Dengan langkah gontai kugulung lengan baju, terasa merinding tercekam kehampaan.
Dengan atau tanpa waktu, tanganku tetap hampa. Berjalan tanpa senjata. Bukan, memang aku bukan hendak pergi perang atau pesta.
"Aku tlah lewati jalan ini" bisikku
Remang bayang-bayang
Aku tlah buang arloji itu, yang menyimpan angka-angka cantik, detak detik yang mendetak misterius, seperti angka-angka suci, sebuah perhitungan mutlak !.

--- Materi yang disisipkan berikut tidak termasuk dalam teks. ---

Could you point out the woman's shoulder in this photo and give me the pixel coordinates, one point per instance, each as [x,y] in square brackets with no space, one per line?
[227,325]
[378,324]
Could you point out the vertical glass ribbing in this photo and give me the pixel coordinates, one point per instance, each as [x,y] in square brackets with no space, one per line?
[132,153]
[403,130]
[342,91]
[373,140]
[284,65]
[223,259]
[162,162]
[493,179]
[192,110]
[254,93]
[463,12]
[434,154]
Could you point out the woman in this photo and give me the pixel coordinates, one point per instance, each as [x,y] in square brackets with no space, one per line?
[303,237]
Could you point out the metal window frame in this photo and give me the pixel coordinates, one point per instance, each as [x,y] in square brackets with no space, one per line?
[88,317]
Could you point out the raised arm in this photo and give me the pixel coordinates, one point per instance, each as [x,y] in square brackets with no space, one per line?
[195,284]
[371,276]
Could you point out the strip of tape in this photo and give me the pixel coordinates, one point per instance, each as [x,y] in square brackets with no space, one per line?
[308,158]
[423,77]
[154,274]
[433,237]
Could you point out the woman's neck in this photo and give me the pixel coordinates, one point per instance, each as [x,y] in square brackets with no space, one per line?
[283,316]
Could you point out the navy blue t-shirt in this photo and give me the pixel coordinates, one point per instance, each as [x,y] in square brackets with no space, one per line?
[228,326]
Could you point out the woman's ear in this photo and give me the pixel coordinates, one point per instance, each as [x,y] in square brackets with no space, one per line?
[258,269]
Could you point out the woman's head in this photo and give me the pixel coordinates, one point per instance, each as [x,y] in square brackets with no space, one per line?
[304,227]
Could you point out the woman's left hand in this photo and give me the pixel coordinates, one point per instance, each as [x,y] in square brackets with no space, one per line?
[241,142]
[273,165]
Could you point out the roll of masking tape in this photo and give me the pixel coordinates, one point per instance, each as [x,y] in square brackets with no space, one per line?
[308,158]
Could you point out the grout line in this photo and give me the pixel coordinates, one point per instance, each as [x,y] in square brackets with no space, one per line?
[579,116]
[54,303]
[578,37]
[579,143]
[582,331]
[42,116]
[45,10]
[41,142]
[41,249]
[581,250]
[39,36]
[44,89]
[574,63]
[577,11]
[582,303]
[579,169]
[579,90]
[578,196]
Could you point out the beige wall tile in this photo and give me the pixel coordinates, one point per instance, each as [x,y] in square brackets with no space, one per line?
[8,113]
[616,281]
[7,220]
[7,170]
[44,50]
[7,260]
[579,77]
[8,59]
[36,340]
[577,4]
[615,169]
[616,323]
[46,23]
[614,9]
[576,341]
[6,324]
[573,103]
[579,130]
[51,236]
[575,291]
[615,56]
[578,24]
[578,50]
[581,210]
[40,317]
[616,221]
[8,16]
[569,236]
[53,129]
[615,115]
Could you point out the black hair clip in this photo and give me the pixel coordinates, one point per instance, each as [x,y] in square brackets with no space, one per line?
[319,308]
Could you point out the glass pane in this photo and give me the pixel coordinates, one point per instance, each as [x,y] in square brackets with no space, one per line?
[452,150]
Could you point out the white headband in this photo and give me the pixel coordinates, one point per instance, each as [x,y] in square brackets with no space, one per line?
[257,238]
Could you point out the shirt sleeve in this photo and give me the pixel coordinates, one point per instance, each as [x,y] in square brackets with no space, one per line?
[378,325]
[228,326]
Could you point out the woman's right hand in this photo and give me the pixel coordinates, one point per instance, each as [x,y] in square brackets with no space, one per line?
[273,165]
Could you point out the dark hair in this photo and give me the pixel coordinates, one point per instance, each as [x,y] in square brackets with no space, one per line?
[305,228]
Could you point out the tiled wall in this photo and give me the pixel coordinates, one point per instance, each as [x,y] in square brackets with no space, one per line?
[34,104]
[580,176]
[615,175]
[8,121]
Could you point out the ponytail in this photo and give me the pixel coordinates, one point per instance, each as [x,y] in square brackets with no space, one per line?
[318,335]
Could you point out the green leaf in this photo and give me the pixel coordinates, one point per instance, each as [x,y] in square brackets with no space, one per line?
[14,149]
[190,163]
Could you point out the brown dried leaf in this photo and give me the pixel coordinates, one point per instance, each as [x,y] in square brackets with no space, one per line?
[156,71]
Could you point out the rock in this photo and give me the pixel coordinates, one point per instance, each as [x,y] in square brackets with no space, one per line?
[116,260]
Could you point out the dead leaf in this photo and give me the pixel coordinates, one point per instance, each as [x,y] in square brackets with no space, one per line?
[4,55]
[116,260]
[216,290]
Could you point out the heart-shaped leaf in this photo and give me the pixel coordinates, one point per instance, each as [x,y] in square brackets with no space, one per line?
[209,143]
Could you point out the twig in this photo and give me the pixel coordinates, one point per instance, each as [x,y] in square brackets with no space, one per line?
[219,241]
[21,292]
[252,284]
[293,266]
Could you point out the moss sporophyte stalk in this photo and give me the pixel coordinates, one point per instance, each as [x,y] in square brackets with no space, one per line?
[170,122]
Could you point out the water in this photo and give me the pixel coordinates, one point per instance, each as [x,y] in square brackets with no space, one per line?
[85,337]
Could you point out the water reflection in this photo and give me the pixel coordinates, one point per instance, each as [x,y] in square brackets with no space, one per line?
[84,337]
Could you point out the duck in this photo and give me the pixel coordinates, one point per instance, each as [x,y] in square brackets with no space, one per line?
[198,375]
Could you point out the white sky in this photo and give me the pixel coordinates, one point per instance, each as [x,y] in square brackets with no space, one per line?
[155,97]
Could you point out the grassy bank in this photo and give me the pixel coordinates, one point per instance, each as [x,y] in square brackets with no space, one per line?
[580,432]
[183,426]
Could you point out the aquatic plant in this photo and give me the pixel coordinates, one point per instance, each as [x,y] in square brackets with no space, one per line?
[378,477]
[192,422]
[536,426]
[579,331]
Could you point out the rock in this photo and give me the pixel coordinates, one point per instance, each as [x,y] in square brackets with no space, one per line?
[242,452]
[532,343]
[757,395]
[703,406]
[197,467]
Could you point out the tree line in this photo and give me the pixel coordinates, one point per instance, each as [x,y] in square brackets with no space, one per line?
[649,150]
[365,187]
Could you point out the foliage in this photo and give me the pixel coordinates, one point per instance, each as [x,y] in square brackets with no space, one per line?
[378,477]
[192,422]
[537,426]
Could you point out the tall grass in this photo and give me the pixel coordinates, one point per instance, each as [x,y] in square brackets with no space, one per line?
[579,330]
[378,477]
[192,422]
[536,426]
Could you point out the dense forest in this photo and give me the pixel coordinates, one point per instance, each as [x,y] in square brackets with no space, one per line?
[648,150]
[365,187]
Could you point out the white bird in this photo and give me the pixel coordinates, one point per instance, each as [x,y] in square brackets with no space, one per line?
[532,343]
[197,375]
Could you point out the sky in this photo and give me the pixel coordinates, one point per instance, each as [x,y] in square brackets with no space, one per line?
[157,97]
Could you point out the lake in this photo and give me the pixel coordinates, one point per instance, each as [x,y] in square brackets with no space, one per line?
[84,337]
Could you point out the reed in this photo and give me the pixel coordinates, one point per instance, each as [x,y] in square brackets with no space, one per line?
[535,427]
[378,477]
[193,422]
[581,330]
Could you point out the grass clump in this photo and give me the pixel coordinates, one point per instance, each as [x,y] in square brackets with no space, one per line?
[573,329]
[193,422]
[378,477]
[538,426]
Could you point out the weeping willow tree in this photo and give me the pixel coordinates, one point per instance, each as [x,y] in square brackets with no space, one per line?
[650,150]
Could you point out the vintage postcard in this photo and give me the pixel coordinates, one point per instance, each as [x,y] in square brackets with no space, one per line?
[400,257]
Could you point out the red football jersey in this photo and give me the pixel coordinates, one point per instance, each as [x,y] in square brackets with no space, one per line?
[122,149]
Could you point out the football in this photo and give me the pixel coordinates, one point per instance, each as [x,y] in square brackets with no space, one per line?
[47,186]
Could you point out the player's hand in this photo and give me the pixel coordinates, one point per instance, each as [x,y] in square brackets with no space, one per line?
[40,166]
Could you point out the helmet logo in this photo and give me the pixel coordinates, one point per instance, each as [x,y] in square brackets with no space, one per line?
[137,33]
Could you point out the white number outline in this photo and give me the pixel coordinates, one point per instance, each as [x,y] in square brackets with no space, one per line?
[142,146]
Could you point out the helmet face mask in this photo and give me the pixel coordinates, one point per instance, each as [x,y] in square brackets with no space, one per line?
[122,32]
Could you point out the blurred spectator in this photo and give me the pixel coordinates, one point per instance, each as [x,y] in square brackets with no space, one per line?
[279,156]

Orang sudah tak tanya lagi, "Jam berapa sekarang ?!" sebab jam tanganku tlah kubuang
mereka pikir aku gila, "Jam berapa kau buang arlojimu ?!"
Mereka mengumpulkan angka demi angka untuk dijadikan bilangan lalu rumus-rumus persamaan
Jam analog lalu jam digital mengurung ruang dalam perputaran
Aku masih melangkah gontai menyaruk-nyaruk debuan basah, rumput-rumput jarum kering menjarum pada ujung celana hitam seolah menusukkan angka-angka suci.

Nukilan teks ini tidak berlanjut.